Any reminder would be very welcomed!

never heard of it but that sounds dope haha

You probably dreamed it.

However, it would be possible to use vertex color channels as a mask to blend textures together (using ramps to control the falloff).

Just to add a bit to Ace Dragon’s post: you can blend textures as you need and by all means, but each texture can only have one UV map…

It doesn’t make too much sense to blend different uvmaps… it’s like puting two different maps and saying: The treasure (color) is somewhere between this x in the top map and the other x in the bottom one… :confused:

If you have baked the texture which now has these sharp transitions and export uvs for the seam border region- faces along the seams (select seam edges, Ctrl-NumpadPlus), what if you used this exported uv image to create a mask to use for resynthesizer or heal selection tools in photo editor?
Just a fix idea…

Edit: Scratch this or use where appropriate. After reading #1 several times i can not get where smoothness helps to deal with sharp transition sleeve/arm.
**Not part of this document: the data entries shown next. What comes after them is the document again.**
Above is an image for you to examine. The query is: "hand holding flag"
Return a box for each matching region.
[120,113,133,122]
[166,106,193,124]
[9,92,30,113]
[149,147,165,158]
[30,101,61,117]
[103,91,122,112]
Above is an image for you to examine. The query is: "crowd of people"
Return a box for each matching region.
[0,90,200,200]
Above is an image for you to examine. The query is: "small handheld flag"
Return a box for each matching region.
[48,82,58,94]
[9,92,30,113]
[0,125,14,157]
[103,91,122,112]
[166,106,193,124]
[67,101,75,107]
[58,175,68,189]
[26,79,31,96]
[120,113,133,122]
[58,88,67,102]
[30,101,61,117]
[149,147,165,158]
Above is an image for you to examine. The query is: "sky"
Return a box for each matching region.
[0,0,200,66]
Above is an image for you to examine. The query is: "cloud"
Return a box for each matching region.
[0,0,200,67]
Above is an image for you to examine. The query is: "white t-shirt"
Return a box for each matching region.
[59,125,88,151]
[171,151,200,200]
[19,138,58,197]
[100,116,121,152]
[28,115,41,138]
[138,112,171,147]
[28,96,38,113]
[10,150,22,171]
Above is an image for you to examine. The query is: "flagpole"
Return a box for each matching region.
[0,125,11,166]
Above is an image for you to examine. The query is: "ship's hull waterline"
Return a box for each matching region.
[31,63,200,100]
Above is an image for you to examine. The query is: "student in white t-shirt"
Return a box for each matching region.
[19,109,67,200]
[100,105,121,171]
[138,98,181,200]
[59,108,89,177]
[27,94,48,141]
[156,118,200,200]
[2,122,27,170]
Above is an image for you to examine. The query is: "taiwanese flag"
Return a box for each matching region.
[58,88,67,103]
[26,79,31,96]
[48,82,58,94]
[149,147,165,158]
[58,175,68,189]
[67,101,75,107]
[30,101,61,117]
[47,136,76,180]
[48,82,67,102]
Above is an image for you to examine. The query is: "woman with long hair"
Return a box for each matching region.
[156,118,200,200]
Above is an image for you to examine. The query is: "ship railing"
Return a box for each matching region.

I ended up adjusting things in GIMP which worked fine but maybe, because eppo’s right, a better example would be the outer edge of lips transitioning to the color of skin. I know that we can just draw the difference in one map but if they were two maps, and not everyone’s lip color is a straight jump to skin color, a little bleed would go a long way toward realism.

The memory I have is so real! I’m not surprised I might have imagined it. Vertex color channels is something I’m not familiar with. I’ll look into that for future use. Thanks for the good effort!

A month and two days later, I stumbled into the source of my confusion. What I was barely remembering only applies to specific setups but it’s real. Box Blending Method, Projection Blend.

Most originally: http://www.neilblevins.com/cg_education/blended_box_mapping/blended_box_mapping.htm
Reference to 2.63’s Cycles ability via Tears of Steel: https://mango.blender.org/production/blended_box/
Most recent mention as a technique in tutorial book: http://adventuresinblender.blogspot.co.uk/2015/03/enrico-valenza-blender-cycles-materials.html (1/3rd down, the ROCK picture)

So I’m happy to say I’m not totally unaware. I’m just confused. Thanks for trying to help; I know my bad description didn’t suggest I was thinking of Box Blending which you probably knew about anyway. And, keseyrage, with product demos and boxes, this is something you should know.